Just as it is possible to applaud Margaret Thatcher's achievements in liberating the British economy without forgiving her carelessness of the appalling social damage the liberation brought in its wake, so it is possible to meet her without betraying the values she spent much of her political career ignoring. But you can do this only if your politics are not those of the tribe. And that is true of Blair in a way that it was never true of her. That is why he also issued a scarcely noticed invitation to Paddy Ashdown to drop into Downing Street a fortnight ago.
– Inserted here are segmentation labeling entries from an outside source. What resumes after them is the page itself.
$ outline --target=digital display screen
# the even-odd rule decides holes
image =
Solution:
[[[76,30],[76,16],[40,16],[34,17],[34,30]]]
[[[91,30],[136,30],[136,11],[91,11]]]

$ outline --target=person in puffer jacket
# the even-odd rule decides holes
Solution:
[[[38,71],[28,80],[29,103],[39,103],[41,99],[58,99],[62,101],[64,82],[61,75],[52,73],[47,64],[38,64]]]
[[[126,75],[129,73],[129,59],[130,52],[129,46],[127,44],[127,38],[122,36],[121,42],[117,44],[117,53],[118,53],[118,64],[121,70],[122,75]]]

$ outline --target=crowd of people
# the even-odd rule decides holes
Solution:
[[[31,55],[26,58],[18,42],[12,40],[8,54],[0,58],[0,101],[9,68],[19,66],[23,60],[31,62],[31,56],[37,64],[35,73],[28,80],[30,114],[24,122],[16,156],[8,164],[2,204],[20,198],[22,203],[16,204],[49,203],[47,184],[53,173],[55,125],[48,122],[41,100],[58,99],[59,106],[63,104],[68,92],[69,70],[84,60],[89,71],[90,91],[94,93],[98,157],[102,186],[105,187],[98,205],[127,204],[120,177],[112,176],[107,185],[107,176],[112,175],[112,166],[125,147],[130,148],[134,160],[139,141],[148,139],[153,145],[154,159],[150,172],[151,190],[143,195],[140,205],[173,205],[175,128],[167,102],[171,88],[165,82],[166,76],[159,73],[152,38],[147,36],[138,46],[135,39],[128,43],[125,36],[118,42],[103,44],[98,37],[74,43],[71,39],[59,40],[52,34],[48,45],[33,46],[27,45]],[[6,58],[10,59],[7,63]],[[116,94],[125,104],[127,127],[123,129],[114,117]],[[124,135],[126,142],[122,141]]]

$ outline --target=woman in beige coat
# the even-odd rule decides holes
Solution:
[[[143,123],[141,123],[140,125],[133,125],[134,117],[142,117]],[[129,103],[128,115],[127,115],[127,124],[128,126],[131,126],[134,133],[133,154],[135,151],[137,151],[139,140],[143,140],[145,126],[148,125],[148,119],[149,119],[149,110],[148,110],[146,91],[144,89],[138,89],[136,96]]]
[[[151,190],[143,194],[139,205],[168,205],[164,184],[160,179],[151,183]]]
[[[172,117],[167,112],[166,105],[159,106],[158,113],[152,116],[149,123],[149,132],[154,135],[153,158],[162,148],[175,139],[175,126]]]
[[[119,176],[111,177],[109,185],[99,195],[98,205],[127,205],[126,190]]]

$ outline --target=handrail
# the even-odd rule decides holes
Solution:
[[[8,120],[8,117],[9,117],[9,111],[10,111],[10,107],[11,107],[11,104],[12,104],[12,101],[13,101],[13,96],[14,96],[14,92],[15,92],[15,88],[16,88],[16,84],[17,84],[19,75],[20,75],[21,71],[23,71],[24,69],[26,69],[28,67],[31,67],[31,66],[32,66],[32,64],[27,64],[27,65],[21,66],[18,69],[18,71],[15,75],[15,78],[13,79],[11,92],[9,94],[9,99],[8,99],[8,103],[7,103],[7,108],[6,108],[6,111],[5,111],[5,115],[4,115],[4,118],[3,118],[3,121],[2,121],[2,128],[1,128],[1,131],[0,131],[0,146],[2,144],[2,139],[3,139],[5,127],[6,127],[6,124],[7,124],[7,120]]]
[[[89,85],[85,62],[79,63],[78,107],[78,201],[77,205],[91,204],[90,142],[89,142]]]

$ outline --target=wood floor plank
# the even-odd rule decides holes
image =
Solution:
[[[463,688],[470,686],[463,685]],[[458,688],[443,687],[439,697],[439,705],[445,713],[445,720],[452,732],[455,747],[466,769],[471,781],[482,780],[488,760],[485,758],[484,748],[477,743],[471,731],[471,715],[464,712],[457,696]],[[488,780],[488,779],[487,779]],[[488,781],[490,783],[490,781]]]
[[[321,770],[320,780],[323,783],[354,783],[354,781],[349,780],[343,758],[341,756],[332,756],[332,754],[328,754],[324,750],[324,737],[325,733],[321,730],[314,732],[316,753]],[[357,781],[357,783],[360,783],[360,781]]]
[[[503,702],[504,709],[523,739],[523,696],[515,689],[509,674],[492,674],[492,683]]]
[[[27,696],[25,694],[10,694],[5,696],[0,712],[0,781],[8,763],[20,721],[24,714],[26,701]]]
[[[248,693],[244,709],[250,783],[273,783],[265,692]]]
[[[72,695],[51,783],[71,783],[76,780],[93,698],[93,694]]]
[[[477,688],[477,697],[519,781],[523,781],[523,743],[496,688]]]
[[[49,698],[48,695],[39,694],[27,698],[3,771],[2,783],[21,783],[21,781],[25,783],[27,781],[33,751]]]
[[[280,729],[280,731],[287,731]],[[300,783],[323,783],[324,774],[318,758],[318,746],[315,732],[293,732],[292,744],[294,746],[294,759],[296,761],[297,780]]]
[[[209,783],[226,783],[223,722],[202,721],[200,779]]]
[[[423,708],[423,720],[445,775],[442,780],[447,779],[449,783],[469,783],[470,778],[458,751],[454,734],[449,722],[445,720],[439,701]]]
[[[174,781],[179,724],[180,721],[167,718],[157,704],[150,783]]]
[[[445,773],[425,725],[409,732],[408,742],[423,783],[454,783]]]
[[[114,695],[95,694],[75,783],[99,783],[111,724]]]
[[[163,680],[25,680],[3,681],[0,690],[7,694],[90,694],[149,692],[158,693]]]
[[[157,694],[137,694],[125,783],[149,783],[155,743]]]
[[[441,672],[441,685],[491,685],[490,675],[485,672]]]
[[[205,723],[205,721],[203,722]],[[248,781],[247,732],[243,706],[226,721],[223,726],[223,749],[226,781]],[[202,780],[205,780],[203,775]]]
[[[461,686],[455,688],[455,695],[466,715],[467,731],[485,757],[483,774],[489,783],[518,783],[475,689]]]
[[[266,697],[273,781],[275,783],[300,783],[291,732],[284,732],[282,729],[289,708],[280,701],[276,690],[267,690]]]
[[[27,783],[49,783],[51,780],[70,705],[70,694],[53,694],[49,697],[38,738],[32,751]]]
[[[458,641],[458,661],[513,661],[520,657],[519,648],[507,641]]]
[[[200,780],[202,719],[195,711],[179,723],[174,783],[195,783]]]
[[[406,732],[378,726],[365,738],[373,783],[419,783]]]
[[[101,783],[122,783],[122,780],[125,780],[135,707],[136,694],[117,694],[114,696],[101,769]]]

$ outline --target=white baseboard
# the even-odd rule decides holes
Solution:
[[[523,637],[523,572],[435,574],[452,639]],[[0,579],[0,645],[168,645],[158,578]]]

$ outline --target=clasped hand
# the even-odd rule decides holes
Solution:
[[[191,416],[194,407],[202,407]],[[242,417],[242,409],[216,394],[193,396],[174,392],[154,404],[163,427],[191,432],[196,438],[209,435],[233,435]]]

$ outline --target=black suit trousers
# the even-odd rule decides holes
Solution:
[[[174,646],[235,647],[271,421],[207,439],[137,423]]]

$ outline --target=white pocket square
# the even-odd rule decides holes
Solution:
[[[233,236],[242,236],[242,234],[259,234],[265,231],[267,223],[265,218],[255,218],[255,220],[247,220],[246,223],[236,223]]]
That is why he meritocratically appointed Sir David Simon, of no known political affiliation, to work out how Britain can start taking a lead in making Europe more globally competitive.

It is an instinct that brings with it, for all the difficulties there will be on the way, the potential to be a leader who unites where Thatcher divided. She was, at her peak, as self-confident as he is; but she still talked about "our people" and "their people" in a way that most politicians in the main parties always have done, but he does not ... a contrast illuminated by the very act of meeting her last Thursday.